In seguito, l’individuo presunto responsabile delle morti, Salvatore La Motta, ha deciso di togliersi la vita davanti alla caserma dei carabinieri. La Motta era un detenuto condannato all’ergastolo per crimini legati alla mafia e per aver commesso un omicidio, che aveva ottenuto un permesso premio in regime di semilibertà.
Attualmente si sta procedendo alla verifica dei tabulati telefonici, messaggi e social network per capire il motivo di questo estremo gesto. Inoltre, secondo gli ispettori, i tre si conoscevano.
Chi era Salvatore La Motta
L’Avvocato e il tentativo di mediazione
“Avvocato sto venendo, vengo io” sono queste le parole di Salvatore La Motta che ha risposto al suo Avvocato Antonino Cristofero Alessi. La telefonata è stata fatta dalla Caserma dei carabinieri di Riposto, dove l’avvocato si trovava per un altro caso.
I militari lo hanno invitato a contattare il suo assistito, l’ergastolano in permesso premio, per convincerlo a costituirsi, poiché era ricercato dalle forze dell’ordine in relazione a due femminicidi avvenuti nella stessa zona.
“Ho chiamato La Motta utilizzando il viva voce – racconta il penalista – e gli ho detto di costituirsi ai carabinieri, di dirmi dove si trovava, che potevano andare a prenderlo e sapendo che poteva contare sulla mia presenza per l’immediata assistenza legale.

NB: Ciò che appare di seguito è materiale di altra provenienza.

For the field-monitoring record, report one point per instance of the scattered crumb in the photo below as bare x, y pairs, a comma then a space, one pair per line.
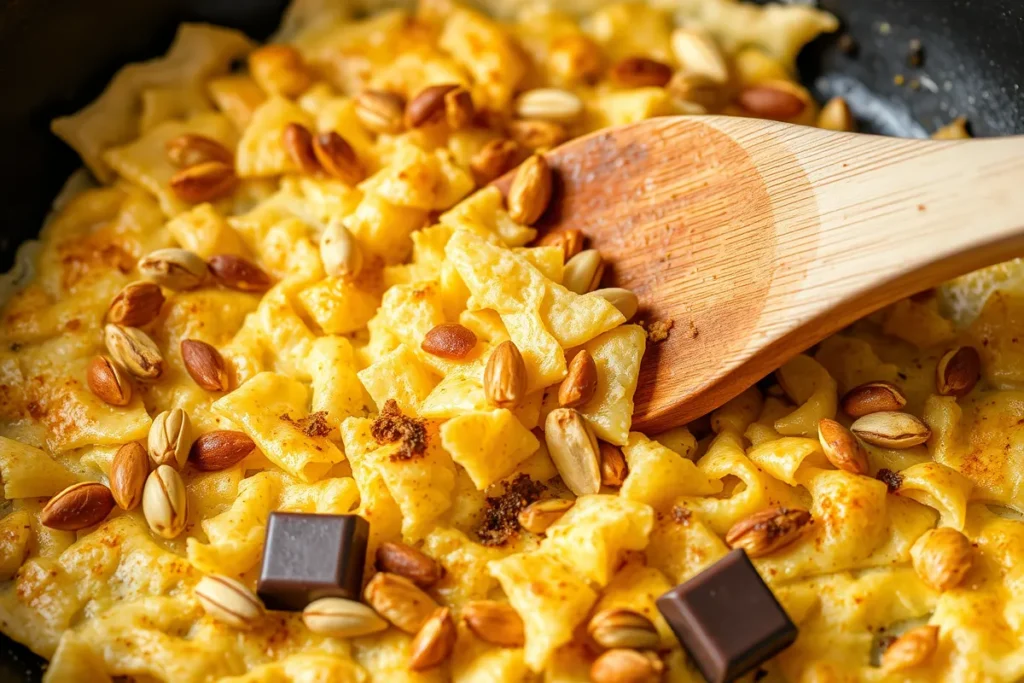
915, 53
848, 45
313, 424
501, 517
680, 514
657, 331
391, 426
892, 479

Lui mi ha risposto ‘sto venendo, vengo io‘. La Motta – aggiunge – è arrivato cinque minuti dopo. Aveva un’arma in mano e mi ha chiamato Antonio, con il mio primo nome. I carabinieri gli hanno intimato di posare la pistola, e poi ho sentito lo sparo“.
L’ergastolano si è suicidato davanti alla caserma, l’avvocato aggiunge al riguardo: “Mai avrei immagino che potesse accadere tutto questo, non c’è stato nessun segnale pregresso, nessuno. Impensabile. Era un detenuto che aveva usufruito dei permessi di legge per buona condotta: lavorava a Riposto, prima in un panificio, poi in una rivendita di formaggi. Durante i due anni di Covid–19 dormiva a casa della sua famiglia, dal 3 gennaio, finita l’emergenza pandemica, rientrava la sera nel carcere di Augusta“.
“Le due donne uccise ieri – continua Alessi – erano due care ragazze. Non mi ricordo di contatti tra loro o con La Motta. Lui non era sposato e non so se frequentasse qualcuna in particolare, avevo capito che c’era una piccola storia in particolare, ma atteneva alla sua sfera privata e non al nostro rapporto professionale. Ma niente lasciava presagire minimamente a quello che è successo“, conclude.